The prevalence of Modic changes varies from 18 to 62% in the patients with LBP, with different ratios for each type[7, 9, 37–40]. According to the results of previous studies, type I and type II are the most common patterns in the lumbar spine, although it is uncertain whether type II is more frequent than type I. Chung et al.[41] found 11 type I and 38 type II Modic changes in 590 lumbar vertebral endplates of 59 asymptomatic subjects. Weishaupt et al.[42], reported a distribution of 2% type I, 7% type II, and 2% type III. These studies showed type II is more frequent than type I, as in the present study.
In our study, we found that the presence of a VP was significantly correlated with the presence of Modic changes at the L5-S1 level and also at the L4-5 level, and we think that the endplate degeneration might be the origination of the VP. Due to the endplate calcification and activated cytokines, the transport pathway of the nutrition for the intervertebral disc was blocked, resulting in the metabolic unbalance and decrease of the synthesis of matrix structural proteins. It could promote the matrix decomposition, causing the quantity of matrix to decrease and the stress in intervertebral disc to change. As a result, the structure of intervertebral discs became unstable. While compression happened, the intravertebral cleft could occur and be gradually filled with gas, which may cause low back pain and aggravate the intervertebral discs.

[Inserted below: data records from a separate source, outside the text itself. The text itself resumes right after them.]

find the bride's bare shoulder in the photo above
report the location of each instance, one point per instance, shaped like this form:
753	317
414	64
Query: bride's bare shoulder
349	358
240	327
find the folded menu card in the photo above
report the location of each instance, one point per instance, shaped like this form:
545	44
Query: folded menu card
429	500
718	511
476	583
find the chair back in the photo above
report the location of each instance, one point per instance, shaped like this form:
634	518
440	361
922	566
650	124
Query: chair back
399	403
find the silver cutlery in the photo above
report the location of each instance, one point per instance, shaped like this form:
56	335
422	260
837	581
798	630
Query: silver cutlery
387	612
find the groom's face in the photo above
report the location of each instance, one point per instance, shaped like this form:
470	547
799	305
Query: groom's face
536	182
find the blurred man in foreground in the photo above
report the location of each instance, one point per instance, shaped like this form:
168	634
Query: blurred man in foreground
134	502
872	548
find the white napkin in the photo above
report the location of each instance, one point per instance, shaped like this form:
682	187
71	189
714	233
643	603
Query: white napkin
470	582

Our study has some limitations. The relatively small sample size prevented us from seeking to correlate the severity of VP (reflected as the percentage of the volume of VP in disc) and the severity of Modic changes, as suggested by Wang et al.[43], and it probably explained why VP and Modic changes did not increase with age, as might be expected[36].
Nevertheless, we suggest that the results of the present study have clinical significance. They show that the presence of Modic changes can be anticipated by finding a VP on CT or plain radiographs. Recent research is showing how endplate lesions (as indicated by Modic changes) are strongly implicated in endplate injury, inflammation, infection and pain, so that the radiographic demonstration of a VP may be considered grounds for further imaging studies in patients with low back pain.